Cancer incidence was found to be higher among the younger dialysis patients than in the younger, non-dialysis cohort9. However, due to lack of information on cancer prevalence among younger patients, we performed the analysis stratified by age. In our study, head and neck cancer, hematologic cancer, thyroid cancer, and breast cancer were found to occur frequently among young ESKD patients aged < 40 years. In Korea, the government provides age based screening guidelines for stomach cancer (age ≥ 40 years), breast cancer (age ≥ 40 years), and colon cancer (age ≥ 50 years)22. Therefore, physicians should be aware of prevalent cancers (head and neck cancer, hematologic cancer, thyroid cancer, and breast cancer) when treating relatively young ESKD patients who are not eligible for cancer screening under the national program.
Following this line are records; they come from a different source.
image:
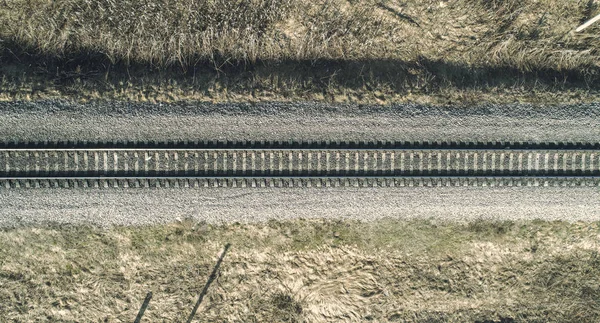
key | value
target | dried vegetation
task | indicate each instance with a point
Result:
(306, 271)
(331, 50)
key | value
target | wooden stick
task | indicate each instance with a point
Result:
(212, 277)
(588, 23)
(143, 309)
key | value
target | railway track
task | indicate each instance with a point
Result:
(294, 164)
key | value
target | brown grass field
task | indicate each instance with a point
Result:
(366, 51)
(305, 271)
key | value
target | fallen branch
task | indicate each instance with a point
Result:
(143, 308)
(588, 23)
(212, 277)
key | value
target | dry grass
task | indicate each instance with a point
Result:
(326, 50)
(306, 271)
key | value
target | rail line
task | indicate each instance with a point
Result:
(280, 162)
(322, 164)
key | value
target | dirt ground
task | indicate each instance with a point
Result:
(305, 271)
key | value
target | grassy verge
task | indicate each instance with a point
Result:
(369, 51)
(306, 271)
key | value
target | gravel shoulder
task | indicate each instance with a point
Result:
(59, 120)
(108, 207)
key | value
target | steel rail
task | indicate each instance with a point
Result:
(308, 162)
(276, 182)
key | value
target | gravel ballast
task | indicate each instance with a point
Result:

Based on our findings, we suggest that it is necessary to proceed with cancer screening especially in young (age 18–40 years) ESKD patients who are not generally screened for cancer.

KT recipients have been shown to have a higher cancer risk than the general population23, and post-transplant malignancy is one of the major predictors of mortality among them24,25. This may be partly attributed to immunosuppression-associated malignancies in patients receiving kidney transplantation26. Since there is an emphasis on cancer screening related to KT in the guidelines27, it may be thought that cancer incidence after ESKD diagnosis may be higher in HD and PD patients than in KT patients. To exclude the incidence of cancer due to missed screening and lack of timely diagnosis in HD or PD patients, we excluded those patients who developed cancer within 1 year from the ESKD index date. In our study, digestive tract cancer was more common among HD patients than in KT patients, even after adjusting for several clinical variables. It is possible that the follow-up period was too short to detect any potential increase in the incidence of cancer due to the prolonged use of immunosuppressants.
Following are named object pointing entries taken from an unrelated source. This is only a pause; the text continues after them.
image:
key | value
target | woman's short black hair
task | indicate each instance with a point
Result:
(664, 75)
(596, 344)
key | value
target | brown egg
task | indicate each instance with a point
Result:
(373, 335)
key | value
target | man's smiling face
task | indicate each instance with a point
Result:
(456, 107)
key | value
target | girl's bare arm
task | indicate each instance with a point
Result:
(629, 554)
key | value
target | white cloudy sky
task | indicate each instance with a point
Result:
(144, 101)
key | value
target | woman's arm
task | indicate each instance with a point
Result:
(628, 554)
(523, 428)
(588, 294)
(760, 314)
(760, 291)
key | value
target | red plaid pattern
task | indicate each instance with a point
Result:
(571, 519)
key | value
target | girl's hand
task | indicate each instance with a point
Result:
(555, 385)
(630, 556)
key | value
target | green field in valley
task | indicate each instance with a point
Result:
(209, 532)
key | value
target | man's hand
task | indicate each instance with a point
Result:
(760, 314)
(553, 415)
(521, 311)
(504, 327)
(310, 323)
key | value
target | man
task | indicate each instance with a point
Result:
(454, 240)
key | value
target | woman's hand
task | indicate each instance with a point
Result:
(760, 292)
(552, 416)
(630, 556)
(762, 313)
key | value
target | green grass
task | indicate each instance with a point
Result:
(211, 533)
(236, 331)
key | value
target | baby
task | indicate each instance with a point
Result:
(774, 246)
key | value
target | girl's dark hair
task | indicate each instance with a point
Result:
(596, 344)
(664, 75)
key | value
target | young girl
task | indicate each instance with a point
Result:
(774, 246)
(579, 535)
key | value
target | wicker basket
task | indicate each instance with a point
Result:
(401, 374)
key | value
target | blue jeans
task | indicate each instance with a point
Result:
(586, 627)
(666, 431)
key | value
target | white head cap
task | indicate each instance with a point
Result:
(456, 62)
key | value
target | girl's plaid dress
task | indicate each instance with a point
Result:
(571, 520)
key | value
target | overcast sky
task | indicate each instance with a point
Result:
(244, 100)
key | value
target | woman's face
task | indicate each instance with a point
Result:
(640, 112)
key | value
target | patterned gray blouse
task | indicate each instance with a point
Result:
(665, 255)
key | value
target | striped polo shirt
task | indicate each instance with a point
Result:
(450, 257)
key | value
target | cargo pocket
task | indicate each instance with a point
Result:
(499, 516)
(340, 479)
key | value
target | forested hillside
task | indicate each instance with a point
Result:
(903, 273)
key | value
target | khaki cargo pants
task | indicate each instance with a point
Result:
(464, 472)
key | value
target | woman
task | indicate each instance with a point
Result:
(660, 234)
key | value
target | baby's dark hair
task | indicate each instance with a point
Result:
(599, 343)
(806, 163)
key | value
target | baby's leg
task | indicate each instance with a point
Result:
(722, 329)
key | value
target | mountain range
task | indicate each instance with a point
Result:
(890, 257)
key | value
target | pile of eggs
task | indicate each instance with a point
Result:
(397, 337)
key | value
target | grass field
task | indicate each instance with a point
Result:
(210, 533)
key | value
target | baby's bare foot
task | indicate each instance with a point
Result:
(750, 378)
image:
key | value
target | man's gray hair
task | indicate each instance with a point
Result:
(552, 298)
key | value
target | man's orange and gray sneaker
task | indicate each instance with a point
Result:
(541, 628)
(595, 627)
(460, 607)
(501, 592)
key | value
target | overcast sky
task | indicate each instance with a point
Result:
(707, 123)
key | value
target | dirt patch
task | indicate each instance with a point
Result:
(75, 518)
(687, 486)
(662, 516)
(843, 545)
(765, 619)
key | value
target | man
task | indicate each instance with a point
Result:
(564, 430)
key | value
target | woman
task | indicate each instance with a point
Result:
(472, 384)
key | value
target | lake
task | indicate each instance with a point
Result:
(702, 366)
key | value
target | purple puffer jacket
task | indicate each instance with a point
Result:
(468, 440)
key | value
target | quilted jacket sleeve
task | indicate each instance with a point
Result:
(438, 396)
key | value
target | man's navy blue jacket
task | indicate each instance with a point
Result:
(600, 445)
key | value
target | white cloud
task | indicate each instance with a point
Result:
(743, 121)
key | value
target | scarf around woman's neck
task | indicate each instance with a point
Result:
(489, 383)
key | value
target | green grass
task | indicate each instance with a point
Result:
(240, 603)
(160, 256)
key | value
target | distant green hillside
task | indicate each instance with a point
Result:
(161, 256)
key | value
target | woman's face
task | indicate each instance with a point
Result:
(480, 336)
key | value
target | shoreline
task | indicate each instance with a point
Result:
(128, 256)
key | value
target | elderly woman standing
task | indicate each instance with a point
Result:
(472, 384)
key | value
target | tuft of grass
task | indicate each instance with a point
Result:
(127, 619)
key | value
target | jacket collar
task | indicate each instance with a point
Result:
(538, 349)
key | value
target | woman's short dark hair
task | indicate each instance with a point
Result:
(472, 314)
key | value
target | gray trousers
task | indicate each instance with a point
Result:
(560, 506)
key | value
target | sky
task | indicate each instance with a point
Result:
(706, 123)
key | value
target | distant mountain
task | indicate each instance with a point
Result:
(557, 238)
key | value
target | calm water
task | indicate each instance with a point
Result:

Our population-based cohort study had some strengths. First, this was a large, nationwide study of patients based on national health insurance claims data in Korea whose registries of HD, PD, and KT patients and cancer cases are largely complete, since the Korean health insurance system covers > 97% of the Korean population. Second, KT patients as well as dialysis patients were analyzed.
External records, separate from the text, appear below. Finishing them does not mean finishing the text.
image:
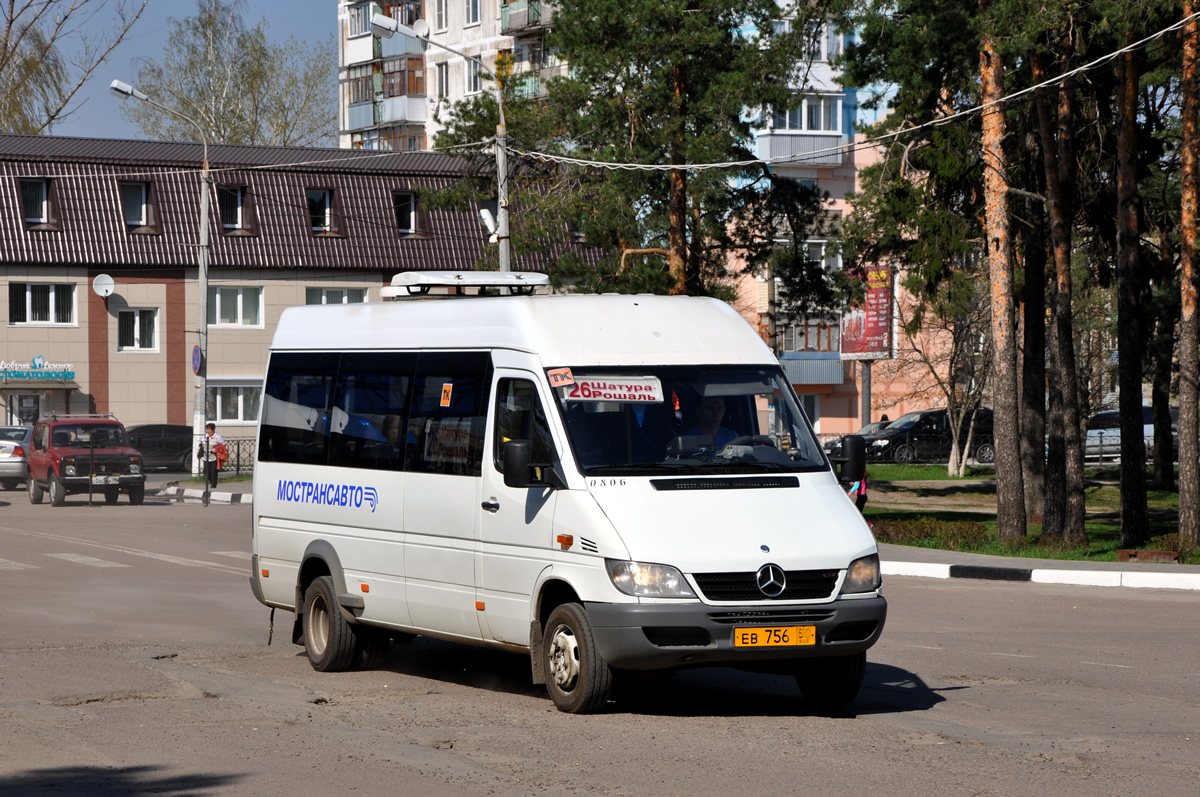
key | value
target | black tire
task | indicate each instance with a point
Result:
(577, 678)
(373, 645)
(831, 682)
(58, 495)
(985, 454)
(35, 491)
(328, 639)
Although this was a population-based cohort study that used HIRA data, the study had some limitations. First, information on the primary cause of ESKD was limited. Therefore, it was difficult to analyze the relationship between underlying kidney diseases and the IRs of various types of cancers among ESKD patients. Second, information on cancer subtypes, stages, and mortality was not available in our study. Third, there was no information on cancer-related risk factors, such as smoking status or Helicobacter pylori infection. Fourth, only incident cases were included in the analysis of differences in cancer incidence by RRT modality. Therefore, we could not analyze this association among cases that underwent a KT after several years of dialysis or among cases who had changed their dialysis modality. The mean duration of dialysis before KT in our study was only 115 days. Lastly, since our study provided only epidemiological data on cancer incidence in ESKD patients, there is an urgent need for clinical trials designed to identify ESKD patients who may benefit from cancer screening.

In conclusion, the epidemiological characteristics of cancer in ESKD patients were different for each age group. The cancer incidence rate is high within 3 years of ESKD diagnosis. Therefore, patients with good performance status and long life expectancy or young patients may be recommended cancer screening within 3 years of ESKD diagnosis.